On Mr. Z's ranch, being a "Brilliant Cow" requires not only weighing in but also passing an intelligence test. The annual intelligence test is extremely rigorous, with only about half of the cows able to pass. Due to the large number of cows participating in the test, determining the "passing line" for the intelligence test has become a headache for Mr. Z. Therefore, he has asked you to solve this problem.

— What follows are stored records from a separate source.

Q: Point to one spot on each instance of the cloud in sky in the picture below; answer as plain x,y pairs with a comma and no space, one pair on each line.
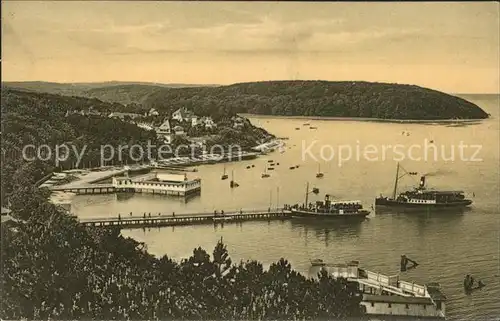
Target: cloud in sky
228,42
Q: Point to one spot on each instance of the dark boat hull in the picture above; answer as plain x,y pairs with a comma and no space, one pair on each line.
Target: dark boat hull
329,216
397,204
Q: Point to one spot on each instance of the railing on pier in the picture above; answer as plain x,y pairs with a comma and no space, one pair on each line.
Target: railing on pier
152,220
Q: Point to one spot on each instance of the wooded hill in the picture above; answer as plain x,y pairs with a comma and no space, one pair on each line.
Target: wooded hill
297,98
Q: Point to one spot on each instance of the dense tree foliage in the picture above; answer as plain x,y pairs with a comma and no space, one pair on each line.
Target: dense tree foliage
54,268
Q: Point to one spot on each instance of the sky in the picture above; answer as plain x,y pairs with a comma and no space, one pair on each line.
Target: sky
453,47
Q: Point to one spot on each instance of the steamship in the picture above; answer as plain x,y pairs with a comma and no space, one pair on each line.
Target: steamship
421,197
328,209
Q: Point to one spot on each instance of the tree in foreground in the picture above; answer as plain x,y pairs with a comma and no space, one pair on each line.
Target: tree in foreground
54,268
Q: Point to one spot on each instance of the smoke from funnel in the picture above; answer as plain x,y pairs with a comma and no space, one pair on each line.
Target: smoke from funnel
439,172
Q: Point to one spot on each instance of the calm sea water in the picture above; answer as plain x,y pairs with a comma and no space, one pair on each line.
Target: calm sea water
447,245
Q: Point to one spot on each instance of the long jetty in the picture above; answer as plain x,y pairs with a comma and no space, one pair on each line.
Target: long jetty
152,220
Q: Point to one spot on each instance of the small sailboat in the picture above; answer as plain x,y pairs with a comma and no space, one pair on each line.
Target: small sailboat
319,174
233,184
224,175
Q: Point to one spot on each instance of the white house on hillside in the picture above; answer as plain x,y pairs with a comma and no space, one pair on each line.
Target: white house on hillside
195,121
182,114
164,132
122,116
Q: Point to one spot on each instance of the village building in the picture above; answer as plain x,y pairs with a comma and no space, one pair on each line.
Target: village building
183,114
195,121
123,116
158,183
208,122
153,112
88,112
164,132
178,130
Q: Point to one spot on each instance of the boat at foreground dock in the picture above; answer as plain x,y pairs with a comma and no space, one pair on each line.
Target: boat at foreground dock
421,197
329,209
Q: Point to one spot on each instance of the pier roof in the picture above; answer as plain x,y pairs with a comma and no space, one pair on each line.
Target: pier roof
396,299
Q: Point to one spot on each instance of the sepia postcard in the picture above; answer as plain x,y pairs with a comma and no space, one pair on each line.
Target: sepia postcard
250,160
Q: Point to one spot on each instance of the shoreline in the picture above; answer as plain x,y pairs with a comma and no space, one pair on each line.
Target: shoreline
381,120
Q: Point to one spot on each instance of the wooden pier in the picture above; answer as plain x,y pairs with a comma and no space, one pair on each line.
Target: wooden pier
159,219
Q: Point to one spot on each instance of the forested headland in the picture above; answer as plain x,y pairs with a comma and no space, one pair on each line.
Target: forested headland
297,98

Each cow participating in the test will receive a score (an integer from 0 to 100). After arranging all the scores in descending order, the score in the middle position will be provided to Mr. Z as the "reference score" to help him decide the "passing line." If the number of cows taking the test is even, there will be two middle scores; in this case, the "reference score" will be the smaller of the two.
Sample Inputs/Outputs
| Sample Input(s) | Sample Output(s) |
|---|---|
| The first line of input is an integer T (1 ≤ T ≤ 100), representing the total number of test cases. The first line of each test case is an integer N (1 ≤ N ≤ 40000), representing the number of cows taking the test. The following N lines provide the test scores of the N cows, with each line containing a positive integer between 0 and 100. | For each test case, output one answer, the "reference score." |
| 1 6 97 45 78 62 81 79 | 78 |
Thought Process
Use sorting to arrange the scores. If N is even, output the data at the N/2-1 position in the array. If N is odd, output the data at the N/2 position in the array.

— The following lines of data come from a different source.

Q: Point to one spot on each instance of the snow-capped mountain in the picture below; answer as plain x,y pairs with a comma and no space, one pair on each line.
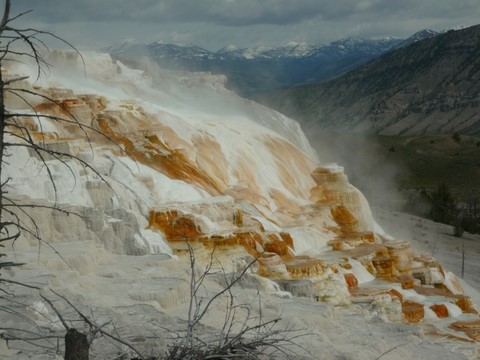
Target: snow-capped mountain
191,165
259,69
419,36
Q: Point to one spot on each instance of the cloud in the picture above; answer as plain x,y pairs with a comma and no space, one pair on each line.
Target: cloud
215,23
226,12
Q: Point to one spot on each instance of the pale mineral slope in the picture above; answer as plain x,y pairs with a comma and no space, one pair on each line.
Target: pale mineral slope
184,158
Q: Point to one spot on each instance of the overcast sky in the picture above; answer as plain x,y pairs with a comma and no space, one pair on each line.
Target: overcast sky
214,23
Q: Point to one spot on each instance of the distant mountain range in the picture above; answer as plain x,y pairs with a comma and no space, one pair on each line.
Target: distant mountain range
426,87
261,69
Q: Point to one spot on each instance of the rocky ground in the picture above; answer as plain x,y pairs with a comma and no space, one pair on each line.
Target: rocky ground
147,299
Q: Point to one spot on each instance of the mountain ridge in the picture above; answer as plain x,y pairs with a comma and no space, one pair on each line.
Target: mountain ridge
430,86
259,69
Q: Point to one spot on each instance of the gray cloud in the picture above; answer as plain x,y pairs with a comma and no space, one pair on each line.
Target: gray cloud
211,23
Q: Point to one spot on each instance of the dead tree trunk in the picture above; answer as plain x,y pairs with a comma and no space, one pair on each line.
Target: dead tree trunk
76,345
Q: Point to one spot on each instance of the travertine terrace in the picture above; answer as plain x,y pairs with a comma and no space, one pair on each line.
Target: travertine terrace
186,160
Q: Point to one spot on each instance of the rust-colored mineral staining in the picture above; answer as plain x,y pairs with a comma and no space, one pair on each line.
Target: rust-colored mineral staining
440,309
175,226
470,327
168,161
352,282
277,246
304,267
344,218
412,312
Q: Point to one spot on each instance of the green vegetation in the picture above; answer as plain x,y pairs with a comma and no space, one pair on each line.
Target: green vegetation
429,161
442,171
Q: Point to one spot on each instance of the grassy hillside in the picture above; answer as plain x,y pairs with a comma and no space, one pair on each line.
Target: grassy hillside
432,160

Sample Code-ZeroJudge D153: IQ Test
#include <iostream>
#include <algorithm>
using namespace std;
int main() {
cin.sync_with_stdio(0);
cin.tie(0);
int T;
cin >> T;
for (int i = 0; i<T; i++) {
int N, cow[50000] = {};
cin >> N;
for (int j = 0; j<N; j++) {
cin >> cow[j];
}
sort(cow, cow+N);
if (N % 2 == 0) cout << cow[N/2-1] << "\n";
else cout << cow[N/2] << "\n";
}
}
//ZeroJudge D153
//Dr. SeanXD